Legal and Regulatory Issues: When is Informed Consent Necessary?


The article misrepresents the regulations when it claims that "The Common Rule requires full and documented informed consent to all human subjects research." The accompanying foonote (137) reads: "("[N]o investigator may involve a human being as a subject in research covered by this policy unless the investigator has obtained the legally effective informed consent of the subject of the subject's legally authorized representative.")."

Why is that capital "N" in brackets? Because the actual regulation reads, "Except as provided elsewhere in this policy, no investigator may involve a human being as a subject in research covered by this policy unless the investigator has obtained the legally effective informed consent of the subject or the subject's legally authorized representative." And those exceptions include all the exemptions of 45 CFR 46.101. Thus, the regulations do not require researchers to obtain informed consent for an enormous range of human subjects research in virtual worlds.
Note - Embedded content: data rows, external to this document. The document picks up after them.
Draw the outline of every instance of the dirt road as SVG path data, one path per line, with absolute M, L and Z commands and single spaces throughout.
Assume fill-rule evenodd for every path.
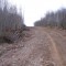
M 66 66 L 65 32 L 30 29 L 26 41 L 0 45 L 0 66 Z

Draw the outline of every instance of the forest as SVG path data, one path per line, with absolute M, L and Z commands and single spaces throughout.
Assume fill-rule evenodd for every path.
M 44 18 L 34 23 L 35 26 L 51 26 L 66 29 L 66 9 L 47 12 Z

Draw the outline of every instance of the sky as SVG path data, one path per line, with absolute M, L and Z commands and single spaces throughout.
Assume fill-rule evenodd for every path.
M 66 0 L 9 0 L 18 8 L 22 8 L 24 23 L 33 26 L 33 23 L 45 16 L 48 11 L 66 8 Z

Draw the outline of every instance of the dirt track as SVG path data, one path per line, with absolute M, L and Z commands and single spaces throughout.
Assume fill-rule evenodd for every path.
M 0 45 L 0 66 L 66 66 L 66 34 L 31 28 L 31 36 L 14 45 Z

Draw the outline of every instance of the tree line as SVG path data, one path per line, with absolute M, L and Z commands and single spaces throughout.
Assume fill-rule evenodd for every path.
M 47 12 L 44 18 L 34 23 L 35 26 L 57 26 L 66 29 L 66 9 L 59 9 L 56 12 Z
M 24 29 L 24 20 L 15 6 L 10 6 L 8 0 L 0 0 L 0 42 L 13 42 L 20 37 Z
I could not find a reference to 45 CFR 46.101 anywhere in the article. This is a serious oversight.

Strategic Issues


If ethics committees had a good record of offering sound advice to Internet researchers, those researchers would not need to insist on their rights under the Common Rule. But ethics committees have compiled a poor record. As Elizabeth A. Buchanan and Charles M. Ess noted in 2009, "IRBs generally do not know what . . . protections apply strictly to online research, and such boards often ignore the complexities of such research and thereby risk harming subjects while also violating federal regulations, or, they apply such restrictive models that inhibit researchers from pursuing important online endeavors." (British researchers have similar complaints.)

Fairfield briefly alludes to researcher complaints about IRBs, though not specifically to their treatment of Internet research. But he offers little in the way of solutions, except to promise that "A well-informed IRB will better understand the ethical issues in virtual worlds research and will be able to issue strong recommendations to improve an inadequate proposal." While he is imagining such an IRB, Fairfield may as well assume a can opener.

What Experimentation?


Finally, I must note the oddity of the title; though the article is entitled, "Avatar Experimentation," it does not describe any experimentation taking place in these vitual worlds. The first paragraph claims "a significant increase in the number of virtual world human subjects experiments," but it cites an article that does not mention experimentation, only interview and observational research. By conflating all interaction with experimentation, Fairfield risks perpetuating a system of ethics that takes medical experimentation as a norm and other forms of research with people as deviations. This has had poor results in realspace, and it is likely to work just as badly in other worlds.

All told, Fairfield has raised some important questions of how human subjects regulations and research ethics might constrain research on virtual worlds. But the article is not well grounded in either the facts or the law.

1 comment:

  1. Sorry if this is a double post, the comment system seems to interact badly with mobile.

    I just wanted to thank you for your deep read of the draft, and I will make sure to address several of the issues you raise. It's wonderful when people read and take seriously scholarly work, so kudos to you. We will still disagree at the end of the day about some things, but there is question that your suggestions will make the draft a better paper.